Saisi par la commune d’Antony selon mémoire parvenu au greffe le 13 mars 2023, le juge de l’expropriation de Nanterre a par jugement en date du 4 avril 2024 fixé le prix de vente du bien de la SCI Baron de Montigny à 2 232 025 euros, sur la base de 1 309 500 euros du chef du local commercial et de 1 040 000 euros du chef de l’appartement, en appliquant un abattement pour vente en bloc de 5 %, et a condamné la commune d’Antony à payer à la SCI Baron de Montigny la somme de 4 000 euros en application de l’article 700 du code de procédure civile, ainsi qu’aux dépens.
Par déclaration en date du 10 mai 2024, la SCI Baron de Montigny a relevé appel de ce jugement.

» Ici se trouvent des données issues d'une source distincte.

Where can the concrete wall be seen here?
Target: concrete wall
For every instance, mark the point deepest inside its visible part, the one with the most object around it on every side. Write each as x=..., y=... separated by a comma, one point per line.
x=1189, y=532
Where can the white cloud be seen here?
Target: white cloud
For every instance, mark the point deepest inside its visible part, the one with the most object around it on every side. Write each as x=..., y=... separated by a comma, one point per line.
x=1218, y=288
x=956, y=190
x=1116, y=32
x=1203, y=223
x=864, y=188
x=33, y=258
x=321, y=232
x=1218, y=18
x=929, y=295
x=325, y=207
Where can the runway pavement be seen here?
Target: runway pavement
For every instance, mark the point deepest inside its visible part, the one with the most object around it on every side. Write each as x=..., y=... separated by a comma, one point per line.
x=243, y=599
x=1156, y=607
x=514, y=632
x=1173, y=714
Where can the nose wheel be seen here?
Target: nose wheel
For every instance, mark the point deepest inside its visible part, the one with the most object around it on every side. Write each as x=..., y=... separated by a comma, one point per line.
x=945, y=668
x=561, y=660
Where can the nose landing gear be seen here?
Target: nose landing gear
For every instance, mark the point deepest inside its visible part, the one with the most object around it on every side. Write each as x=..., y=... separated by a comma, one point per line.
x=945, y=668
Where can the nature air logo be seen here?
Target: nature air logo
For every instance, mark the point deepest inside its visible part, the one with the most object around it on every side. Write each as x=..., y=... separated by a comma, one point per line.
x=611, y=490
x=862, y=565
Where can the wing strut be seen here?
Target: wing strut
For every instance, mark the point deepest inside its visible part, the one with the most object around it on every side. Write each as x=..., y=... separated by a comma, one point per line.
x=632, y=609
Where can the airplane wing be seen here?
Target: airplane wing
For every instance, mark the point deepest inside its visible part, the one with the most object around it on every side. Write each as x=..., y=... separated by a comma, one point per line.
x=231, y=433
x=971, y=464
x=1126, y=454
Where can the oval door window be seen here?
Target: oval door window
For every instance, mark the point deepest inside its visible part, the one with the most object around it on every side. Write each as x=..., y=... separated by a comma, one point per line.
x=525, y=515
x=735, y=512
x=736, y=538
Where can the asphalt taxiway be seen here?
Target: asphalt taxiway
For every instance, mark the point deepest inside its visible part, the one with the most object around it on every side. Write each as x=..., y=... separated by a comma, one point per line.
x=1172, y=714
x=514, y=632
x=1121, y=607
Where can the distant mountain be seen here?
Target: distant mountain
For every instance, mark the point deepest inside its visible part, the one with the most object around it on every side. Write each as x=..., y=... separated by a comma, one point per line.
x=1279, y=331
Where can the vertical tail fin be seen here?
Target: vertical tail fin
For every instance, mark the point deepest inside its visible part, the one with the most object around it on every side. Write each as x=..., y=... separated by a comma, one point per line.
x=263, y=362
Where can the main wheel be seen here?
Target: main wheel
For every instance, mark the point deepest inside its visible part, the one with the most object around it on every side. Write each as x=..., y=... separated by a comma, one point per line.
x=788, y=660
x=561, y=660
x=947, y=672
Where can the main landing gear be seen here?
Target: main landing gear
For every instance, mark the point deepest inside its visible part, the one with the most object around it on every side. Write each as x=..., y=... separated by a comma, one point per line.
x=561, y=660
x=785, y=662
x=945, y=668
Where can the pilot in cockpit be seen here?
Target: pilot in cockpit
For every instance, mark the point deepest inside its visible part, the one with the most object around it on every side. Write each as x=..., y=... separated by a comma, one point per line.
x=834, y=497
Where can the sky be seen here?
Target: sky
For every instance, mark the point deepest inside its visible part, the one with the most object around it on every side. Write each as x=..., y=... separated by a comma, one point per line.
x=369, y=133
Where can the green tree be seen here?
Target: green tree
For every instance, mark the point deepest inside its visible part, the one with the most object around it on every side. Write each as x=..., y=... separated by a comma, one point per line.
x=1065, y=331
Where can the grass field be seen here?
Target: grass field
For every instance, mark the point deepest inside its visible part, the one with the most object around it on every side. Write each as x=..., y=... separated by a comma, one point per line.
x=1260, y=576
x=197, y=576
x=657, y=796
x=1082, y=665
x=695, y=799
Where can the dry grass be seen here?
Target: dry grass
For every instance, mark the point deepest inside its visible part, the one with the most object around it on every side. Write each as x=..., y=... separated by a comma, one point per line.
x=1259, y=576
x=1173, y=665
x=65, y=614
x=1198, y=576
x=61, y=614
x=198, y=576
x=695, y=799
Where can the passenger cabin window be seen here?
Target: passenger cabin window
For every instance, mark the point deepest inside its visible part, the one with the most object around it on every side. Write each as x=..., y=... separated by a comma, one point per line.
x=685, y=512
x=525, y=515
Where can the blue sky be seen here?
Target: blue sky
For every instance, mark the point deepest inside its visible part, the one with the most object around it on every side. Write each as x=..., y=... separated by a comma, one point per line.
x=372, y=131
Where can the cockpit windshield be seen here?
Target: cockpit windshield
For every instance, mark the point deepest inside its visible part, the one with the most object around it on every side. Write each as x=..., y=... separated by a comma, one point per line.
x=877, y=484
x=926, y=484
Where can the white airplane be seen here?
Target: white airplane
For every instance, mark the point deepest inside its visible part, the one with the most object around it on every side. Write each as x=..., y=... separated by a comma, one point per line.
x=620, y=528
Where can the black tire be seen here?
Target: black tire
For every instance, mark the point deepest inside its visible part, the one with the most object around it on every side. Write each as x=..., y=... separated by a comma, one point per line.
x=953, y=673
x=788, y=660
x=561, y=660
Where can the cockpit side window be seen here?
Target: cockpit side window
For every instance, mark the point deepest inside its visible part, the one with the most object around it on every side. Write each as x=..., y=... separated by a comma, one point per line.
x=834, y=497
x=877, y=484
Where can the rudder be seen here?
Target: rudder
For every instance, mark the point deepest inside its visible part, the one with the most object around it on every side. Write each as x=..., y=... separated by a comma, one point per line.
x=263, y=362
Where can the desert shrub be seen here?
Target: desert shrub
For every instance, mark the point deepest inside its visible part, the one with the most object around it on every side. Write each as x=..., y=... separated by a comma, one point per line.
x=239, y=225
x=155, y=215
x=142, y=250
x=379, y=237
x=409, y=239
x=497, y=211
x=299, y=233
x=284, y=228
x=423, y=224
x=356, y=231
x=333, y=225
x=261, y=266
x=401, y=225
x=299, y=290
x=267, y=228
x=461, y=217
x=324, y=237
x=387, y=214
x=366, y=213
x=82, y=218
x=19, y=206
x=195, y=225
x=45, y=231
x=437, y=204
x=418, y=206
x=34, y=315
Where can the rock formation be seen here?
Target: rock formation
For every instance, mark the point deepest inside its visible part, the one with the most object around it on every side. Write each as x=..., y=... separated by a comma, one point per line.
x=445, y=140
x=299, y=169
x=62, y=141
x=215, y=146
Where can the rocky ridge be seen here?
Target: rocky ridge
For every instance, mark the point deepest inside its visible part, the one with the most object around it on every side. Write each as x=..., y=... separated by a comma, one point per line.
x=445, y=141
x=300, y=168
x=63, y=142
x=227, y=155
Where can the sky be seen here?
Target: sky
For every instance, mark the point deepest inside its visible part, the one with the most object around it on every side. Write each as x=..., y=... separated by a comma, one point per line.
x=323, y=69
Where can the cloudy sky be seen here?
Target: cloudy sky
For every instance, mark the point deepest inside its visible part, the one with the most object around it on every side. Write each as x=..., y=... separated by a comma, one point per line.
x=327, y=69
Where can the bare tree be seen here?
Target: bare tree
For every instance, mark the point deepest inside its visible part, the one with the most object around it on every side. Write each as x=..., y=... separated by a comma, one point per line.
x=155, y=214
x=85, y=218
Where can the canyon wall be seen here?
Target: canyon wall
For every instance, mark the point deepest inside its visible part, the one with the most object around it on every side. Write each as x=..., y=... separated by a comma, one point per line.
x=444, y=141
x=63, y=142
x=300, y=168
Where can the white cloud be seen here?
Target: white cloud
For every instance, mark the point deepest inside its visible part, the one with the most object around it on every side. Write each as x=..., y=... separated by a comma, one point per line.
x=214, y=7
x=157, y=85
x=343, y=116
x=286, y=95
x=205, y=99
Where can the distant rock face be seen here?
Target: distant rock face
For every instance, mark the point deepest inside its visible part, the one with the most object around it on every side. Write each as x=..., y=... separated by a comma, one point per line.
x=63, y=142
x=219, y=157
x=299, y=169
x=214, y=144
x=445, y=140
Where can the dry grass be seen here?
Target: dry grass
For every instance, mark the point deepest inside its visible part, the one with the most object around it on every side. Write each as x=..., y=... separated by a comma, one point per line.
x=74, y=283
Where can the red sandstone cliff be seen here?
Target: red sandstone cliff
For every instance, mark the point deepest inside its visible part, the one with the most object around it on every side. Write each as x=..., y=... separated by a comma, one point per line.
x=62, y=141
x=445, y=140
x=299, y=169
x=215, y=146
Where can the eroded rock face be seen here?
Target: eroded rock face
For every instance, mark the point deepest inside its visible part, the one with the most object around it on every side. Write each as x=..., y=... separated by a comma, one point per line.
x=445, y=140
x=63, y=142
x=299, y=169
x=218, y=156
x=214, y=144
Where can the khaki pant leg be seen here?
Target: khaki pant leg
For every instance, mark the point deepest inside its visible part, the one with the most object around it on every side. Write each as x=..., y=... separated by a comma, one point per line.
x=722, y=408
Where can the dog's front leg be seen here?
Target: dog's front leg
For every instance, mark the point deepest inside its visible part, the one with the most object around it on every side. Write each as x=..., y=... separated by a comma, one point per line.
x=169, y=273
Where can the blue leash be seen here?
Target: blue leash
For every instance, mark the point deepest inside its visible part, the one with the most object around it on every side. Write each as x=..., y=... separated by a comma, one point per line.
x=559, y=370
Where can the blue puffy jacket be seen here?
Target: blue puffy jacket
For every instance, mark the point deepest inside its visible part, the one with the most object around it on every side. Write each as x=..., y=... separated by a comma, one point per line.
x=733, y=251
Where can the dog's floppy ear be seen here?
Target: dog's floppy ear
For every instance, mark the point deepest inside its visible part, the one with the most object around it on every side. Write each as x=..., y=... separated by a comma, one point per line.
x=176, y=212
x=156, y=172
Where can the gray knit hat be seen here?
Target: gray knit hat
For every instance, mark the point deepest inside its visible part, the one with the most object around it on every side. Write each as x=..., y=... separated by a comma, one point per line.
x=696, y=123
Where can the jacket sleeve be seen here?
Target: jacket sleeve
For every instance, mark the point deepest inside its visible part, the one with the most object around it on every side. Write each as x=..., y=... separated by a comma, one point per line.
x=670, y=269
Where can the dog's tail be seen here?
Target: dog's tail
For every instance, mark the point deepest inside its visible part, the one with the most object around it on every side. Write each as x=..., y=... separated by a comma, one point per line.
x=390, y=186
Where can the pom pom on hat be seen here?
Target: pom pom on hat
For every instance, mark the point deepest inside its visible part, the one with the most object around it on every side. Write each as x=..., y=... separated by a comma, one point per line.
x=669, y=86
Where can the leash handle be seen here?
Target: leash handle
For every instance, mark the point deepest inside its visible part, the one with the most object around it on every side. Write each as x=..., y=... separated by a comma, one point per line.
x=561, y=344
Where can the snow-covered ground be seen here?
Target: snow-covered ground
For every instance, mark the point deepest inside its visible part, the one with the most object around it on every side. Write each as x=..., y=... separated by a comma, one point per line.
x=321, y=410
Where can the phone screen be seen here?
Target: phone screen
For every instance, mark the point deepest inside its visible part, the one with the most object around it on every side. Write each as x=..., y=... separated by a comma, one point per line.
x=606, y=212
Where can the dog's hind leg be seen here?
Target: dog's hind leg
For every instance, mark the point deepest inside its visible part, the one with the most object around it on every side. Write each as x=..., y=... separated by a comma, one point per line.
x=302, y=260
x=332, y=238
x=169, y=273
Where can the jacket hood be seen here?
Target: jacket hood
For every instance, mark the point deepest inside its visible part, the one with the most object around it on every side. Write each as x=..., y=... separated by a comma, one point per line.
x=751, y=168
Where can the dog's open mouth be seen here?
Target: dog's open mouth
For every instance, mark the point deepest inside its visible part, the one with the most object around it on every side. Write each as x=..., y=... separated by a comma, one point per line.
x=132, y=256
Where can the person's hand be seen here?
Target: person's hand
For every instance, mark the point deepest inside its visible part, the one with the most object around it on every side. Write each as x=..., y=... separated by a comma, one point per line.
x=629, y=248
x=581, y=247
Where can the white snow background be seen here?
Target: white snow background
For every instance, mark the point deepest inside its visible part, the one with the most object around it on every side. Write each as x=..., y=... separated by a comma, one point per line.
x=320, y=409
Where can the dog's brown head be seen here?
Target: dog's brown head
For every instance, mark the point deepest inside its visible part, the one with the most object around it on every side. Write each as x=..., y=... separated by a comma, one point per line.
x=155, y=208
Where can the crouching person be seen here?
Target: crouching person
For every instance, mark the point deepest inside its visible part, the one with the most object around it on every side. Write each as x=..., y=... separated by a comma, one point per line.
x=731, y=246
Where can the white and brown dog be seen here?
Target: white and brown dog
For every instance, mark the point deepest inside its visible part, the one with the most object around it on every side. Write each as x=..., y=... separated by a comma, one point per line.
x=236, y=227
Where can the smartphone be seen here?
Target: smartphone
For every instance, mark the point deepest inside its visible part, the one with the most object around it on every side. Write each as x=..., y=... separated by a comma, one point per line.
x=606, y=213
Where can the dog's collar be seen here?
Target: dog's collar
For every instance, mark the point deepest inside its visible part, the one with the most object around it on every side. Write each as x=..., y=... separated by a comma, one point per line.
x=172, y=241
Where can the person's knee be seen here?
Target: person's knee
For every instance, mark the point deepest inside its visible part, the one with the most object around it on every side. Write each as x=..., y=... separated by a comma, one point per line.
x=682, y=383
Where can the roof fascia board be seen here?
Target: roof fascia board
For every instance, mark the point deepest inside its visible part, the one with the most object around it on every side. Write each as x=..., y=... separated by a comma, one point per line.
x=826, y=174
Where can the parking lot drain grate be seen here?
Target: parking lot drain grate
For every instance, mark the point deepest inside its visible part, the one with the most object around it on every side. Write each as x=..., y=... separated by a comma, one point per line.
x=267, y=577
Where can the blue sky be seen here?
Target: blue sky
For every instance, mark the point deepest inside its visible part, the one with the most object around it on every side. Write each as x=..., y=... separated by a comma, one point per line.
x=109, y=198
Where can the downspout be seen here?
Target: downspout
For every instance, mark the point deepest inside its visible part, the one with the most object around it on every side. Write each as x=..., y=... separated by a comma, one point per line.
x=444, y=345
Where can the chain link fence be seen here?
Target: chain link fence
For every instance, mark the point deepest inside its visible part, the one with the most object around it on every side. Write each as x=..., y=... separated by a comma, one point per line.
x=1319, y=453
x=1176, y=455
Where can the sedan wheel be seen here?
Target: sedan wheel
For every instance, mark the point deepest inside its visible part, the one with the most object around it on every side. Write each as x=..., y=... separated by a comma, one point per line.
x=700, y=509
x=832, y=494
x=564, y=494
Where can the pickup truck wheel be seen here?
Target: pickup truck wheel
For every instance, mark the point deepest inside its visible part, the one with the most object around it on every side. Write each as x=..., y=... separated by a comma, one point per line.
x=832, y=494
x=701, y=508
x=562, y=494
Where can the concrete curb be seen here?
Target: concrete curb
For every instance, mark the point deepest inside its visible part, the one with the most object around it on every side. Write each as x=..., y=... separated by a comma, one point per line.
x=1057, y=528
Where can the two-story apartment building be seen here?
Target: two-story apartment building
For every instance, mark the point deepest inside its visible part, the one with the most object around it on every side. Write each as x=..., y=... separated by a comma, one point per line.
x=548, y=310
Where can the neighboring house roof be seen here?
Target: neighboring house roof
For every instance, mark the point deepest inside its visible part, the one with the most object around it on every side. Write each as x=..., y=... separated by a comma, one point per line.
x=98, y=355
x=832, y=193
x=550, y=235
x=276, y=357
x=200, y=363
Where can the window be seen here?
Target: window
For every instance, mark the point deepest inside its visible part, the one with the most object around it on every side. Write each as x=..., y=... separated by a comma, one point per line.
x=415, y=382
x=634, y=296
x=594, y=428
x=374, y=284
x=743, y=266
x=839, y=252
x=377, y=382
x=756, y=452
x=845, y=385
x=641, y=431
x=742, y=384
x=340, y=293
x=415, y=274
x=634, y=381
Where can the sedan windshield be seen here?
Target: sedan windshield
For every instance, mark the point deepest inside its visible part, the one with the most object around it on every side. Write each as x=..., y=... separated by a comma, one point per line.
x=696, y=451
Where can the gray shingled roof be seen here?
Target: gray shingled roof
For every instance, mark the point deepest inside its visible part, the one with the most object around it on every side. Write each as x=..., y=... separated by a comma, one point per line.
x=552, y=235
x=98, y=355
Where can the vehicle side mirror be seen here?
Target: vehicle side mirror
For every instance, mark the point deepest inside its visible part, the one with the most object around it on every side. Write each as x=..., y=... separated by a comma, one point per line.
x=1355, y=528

En son mémoire parvenu au greffe le 22 août 2024, qui a été notifié en une lettre recommandée du 30 octobre 2024 dont le commissaire du gouvernement et la commune d’Antony ont accusé réception respectivement les 4 et 7 novembre 2024, qui sera suivi d’un second mémoire déposé le 12 mai 2025 notifié par une lettre recommandée avec avis de réception du 15 mai 2025, la SCI Baron de Montigny expose :
— que contrairement à ce que soutient la commune d'[Localité 7], ses conclusions d’appelante ont été déposées dans le délai requis, le 9 août 2024 ; que son appel n’est pas caduc, et est recevable ;
— que la commune d'[Localité 7] est réputée avoir renoncé à son droit de préemption, par application de l’article R 213-11 du code de l’urbanisme ; qu’en effet elle devait saisir le juge de l’expropriation dans les 15 jours de la réception de la réponse du propriétaire ; qu’il y a lieu de prendre en compte, comme il est dit à l’article 668 du code de procédure civile, la date de réception au greffe de la lettre introductive d’instance ; qu’en matière de droit de l’urbanisme, c’est la date de réception de l’acte qui est prise en compte ;
— qu’il s’ensuit que dès lors qu’elle a refusé le prix proposé par la commune d'[Localité 7] par un courriel du 22 février 2023, celle-ci devait saisir le juge de l’expropriation au plus tard le 9 mars 2023 ; que cependant le mémoire en fixation du prix a été reçu par le greffe le 13 mars 2023, soit hors délai ;
— que s’agissant des surfaces, il n’y a pas lieu de prendre en compte celles visées dans l’avis des Domaines du 31 janvier 2023, puisque ledit avis reprenait celles visées dans la déclaration d’intention d’aliéner, laquelle ne citait que l’emprise au sol soit 310 m² ; que les surfaces reprises dans le bail commercial n’ont pas non plus à être retenues ; que le permis de construire cite une surface de 298 m² pour le restaurant et de 213 m² pour l’appartement, lesquelles sont reprises dans le rapport d’évaluation du cabinet [K] Cruz-Berthellot ;
— que le bien, en bon état d’usage, se trouve dans un secteur de plein renouvellement urbain, en limite d’un quartier résidentiel, près du [Adresse 9] ; qu’il n’est distant que de 15 mn à pied du centre ville d'[Localité 7] ;
— que si ce bien est occupé, il y a possibilité de donner congé au preneur à l’expiration de chaque période triennale ;
— que s’agissant de l’évaluation, le premier juge a écarté à tort des termes de comparaison portant sur des appartements de 3 pièces ;
— qu’il n’y avait pas lieu non plus d’opérer un abattement de 5 % car il ne s’agit pas ici d’une vente en bloc.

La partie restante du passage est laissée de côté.